My first encounter with the work of Alejandro Jodorowsky was when I read The Metabarons, a comic book series that describes a lineage of superhuman warriors, the titular Metabarons. The book is lavishly illustrated by the Argentinian artist Juan Giminez, who, to his credit, manages to keep up with the maddening pace of Jodorowsky’s ideas as they escalate from weird to absolutely fucking insane within a matter of issues. This is one of my favorite comic books and a must-read for anyone who appreciates the artform.
Later, my friend and fellow independent game developer, Jonatan “cactus” Söderström, introduced me to El Topo and Holy Mountain, the two films for which Jodorowsky is probably best known, and cited them as inspirations for his mind-bending games. At this point I started to wonder what Jodorowsky thought of video games himself. Surely, someone with a mind toward the violent, the surreal, and the mystical would appreciate the possibilities of playing games.

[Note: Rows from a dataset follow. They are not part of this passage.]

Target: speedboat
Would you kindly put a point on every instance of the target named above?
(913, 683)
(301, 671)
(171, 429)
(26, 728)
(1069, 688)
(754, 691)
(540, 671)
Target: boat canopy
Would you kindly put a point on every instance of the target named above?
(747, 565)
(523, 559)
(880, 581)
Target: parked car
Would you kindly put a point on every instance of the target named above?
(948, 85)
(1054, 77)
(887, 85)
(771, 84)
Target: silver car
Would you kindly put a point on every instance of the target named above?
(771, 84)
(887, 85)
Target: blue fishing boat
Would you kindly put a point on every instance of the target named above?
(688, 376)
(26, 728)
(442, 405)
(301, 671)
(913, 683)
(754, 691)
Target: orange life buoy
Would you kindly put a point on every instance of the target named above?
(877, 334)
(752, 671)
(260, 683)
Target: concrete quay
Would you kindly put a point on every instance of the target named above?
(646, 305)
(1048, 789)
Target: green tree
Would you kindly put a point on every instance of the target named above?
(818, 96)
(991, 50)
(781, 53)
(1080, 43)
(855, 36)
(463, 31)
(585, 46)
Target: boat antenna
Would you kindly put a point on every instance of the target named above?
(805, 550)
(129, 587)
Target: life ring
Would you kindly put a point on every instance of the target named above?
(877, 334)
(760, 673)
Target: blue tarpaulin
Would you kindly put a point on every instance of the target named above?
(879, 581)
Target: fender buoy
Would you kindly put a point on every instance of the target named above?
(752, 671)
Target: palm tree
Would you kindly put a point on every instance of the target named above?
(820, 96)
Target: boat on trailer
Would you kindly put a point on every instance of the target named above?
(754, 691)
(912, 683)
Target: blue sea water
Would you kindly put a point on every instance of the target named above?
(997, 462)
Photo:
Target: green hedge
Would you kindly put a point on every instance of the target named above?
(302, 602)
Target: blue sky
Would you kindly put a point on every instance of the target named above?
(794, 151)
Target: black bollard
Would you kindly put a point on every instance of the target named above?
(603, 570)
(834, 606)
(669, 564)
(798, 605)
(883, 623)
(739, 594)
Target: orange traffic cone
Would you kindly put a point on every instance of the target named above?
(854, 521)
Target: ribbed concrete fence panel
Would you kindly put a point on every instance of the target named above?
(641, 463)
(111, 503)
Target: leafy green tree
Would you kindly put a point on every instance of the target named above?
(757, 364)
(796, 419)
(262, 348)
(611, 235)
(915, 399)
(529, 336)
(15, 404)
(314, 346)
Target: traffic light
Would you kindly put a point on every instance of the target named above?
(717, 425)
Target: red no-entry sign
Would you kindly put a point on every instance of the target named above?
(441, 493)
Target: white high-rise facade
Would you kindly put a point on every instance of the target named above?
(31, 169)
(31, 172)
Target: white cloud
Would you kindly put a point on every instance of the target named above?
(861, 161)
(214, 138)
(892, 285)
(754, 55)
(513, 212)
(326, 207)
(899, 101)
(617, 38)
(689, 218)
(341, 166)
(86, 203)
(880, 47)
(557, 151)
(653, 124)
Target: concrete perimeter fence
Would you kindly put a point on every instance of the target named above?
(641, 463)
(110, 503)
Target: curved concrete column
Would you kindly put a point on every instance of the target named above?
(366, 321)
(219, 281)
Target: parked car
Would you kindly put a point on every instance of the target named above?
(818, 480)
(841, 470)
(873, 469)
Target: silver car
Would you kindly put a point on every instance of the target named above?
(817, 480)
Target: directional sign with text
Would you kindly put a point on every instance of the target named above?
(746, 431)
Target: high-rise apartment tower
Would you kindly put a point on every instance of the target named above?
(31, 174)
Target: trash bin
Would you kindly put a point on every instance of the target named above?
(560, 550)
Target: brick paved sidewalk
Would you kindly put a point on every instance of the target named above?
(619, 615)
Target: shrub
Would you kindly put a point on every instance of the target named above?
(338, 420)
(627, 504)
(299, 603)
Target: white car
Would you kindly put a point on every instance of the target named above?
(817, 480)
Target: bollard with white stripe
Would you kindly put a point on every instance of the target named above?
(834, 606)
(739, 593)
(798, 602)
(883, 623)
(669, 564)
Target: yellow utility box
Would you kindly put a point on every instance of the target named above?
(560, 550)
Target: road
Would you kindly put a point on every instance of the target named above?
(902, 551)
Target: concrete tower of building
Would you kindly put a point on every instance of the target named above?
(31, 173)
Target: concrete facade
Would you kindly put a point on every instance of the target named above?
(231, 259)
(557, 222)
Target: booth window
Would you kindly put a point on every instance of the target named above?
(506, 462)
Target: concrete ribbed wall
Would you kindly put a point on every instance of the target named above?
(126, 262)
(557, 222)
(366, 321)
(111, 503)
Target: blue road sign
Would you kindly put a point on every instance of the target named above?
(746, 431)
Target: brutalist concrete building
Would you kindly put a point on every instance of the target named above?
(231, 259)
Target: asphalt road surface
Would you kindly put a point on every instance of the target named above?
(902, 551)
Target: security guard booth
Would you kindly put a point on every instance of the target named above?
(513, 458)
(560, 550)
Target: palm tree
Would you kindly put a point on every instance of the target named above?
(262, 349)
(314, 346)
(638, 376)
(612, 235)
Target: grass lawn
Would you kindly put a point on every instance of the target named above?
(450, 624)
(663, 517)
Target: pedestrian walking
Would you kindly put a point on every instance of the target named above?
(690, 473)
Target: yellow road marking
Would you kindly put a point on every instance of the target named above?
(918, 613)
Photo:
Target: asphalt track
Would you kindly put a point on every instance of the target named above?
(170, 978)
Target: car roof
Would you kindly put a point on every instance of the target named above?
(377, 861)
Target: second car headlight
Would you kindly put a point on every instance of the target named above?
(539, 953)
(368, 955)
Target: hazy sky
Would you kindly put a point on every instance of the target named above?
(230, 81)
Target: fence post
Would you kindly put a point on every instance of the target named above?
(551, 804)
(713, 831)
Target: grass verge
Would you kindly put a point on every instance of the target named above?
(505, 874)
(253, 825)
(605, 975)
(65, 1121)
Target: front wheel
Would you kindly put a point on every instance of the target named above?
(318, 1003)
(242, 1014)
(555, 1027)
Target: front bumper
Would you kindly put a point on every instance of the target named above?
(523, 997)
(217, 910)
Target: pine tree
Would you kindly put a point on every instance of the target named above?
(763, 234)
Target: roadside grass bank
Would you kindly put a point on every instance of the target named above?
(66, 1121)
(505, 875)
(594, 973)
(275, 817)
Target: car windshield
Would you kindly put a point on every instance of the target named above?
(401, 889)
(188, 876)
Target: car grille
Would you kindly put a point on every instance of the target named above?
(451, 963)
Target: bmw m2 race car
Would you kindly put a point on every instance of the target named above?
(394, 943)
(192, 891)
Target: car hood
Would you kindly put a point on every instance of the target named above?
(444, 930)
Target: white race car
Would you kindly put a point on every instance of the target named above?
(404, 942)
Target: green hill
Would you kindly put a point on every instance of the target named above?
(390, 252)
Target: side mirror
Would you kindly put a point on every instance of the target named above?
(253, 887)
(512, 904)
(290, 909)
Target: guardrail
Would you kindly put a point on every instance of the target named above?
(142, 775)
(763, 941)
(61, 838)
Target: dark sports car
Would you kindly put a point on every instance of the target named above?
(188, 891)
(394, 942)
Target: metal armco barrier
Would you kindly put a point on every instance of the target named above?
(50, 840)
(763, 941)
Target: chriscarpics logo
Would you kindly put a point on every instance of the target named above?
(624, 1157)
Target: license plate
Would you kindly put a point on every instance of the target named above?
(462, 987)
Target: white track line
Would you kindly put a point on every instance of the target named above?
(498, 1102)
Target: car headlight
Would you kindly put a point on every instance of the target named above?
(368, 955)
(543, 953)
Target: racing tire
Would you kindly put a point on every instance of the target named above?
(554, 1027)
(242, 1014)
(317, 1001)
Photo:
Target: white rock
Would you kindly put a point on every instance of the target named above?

A few interviews on the web revealed that Jodorowsky was, indeed, aware of video games and had some interest in them (apparently there was even the possibility of a Metabarons video game), but it wasn’t until I picked up the first trade paperback of The Technopriests that I realized how keenly aware he actually was. In fact, The Technopriests is very much directed toward the games industry, although in the comic it’s called the Technoguild, having been ported over to the unique sci-fi/fantasy world in which The Metabarons takes place.
(Note: the rest of this post contains spoilers.)
In The Technopriests, the mutant Albino wants to become a game creator for the Technoguild, to make “fabulous adventures in virtual worlds”. His mother admonishes him, ”Ha! Do you have any idea how difficult it is to break into that industry? Millions of young people want to be game creators — but how many actually succeed?” However, with some persistence, Albino convinces his mother to send him to a Technopriest training school.
Albino is a gifted game creator, but soon finds out the harsh reality of the Technoguild - although they have access to the best equipment, they are corrupt power-mongers who are more interested in selling games than making them. In the words of Albino, “I want to be taken away from this penitentiary school and assigned to manufacturing games! I’m not a salesman, I’m a creator!” Later, he finds himself on the Games Planet, the heart of the Technoguild, where he is introduced to the “Fifty Morons”, who are, according to his coaches, “a representative sample of our public, like the lambda consumers, with their neuroses and cherished complexes, who wish to be entertained, without ever rising above their feeble mental capacity. […] A perfect cross-section of average consumers, drawn from all planetary systems, who will contribute their greed to your games. Any game which doesn’t please them will have to be remade, until they consent to enter your creations, which will be their creations more than your own, for they will be conceived specifically for their limited souls”.
After reading this, it’s obvious that Jodorowsky has had some repulsive personal experience with the games industry (perhaps this is why we never saw a Metabarons video game?). His feelings about games themselves, however, are much more hopeful. Tinigrifi, Albino’s pet and best friend, tells him, “If the Fifty Morons are bothering you, just open their minds!”
Albino then proceeds to create what must be Jodorowsky’s vision for a great video game: “Overflowing the connection, I sent them all the wisdom, all the love, all the new and unknown splendors which were now theirs to attain. I transformed those limited individuals — those living organisms who didn’t know how they lived, why they lived, or where they were going — into real beings. Thus I created my first game, just as I had envisioned it, without the constraints of mediocrity. Sick of the endless battles, I conceived telepathic heroes who rode on wise insects as they embarked on a quest for the source of eternal life, flying over a sea of deadly blood. After they overcame their worst enemy - themselves - they could awaken their seven sacred nerve centers and discover the miraculous energy that flowed from their hearts. The fifty former morons played with great enthusiasm, opening the seven shining flowers within their own bodies. They all loved it! That night, deliciously spent, I slept like a paleo-log. An initial release of eight hundred million copies of my game would soon transform the minds of children across all planetary systems.”
Jodorowsky must have felt a great disconnect between the business of games and the art of game creation, the latter which I am now certain he holds in high regard. This comic book came out in 2004, which makes it seem prescient in light of the burgeoning indie games scene. Why have I never heard of this before? I’d be very curious to know what Jodorowsky thinks of real-life Technopriests like cactus, who, in my opinion, are making the kinds of games that he could only describe in comic books back then.
(Note: I’d like to thank Comics Factory in Pasadena, California for recommending The Technopriests to me. It was also where I bought The Metabarons way back when. Support your local comic book stores!)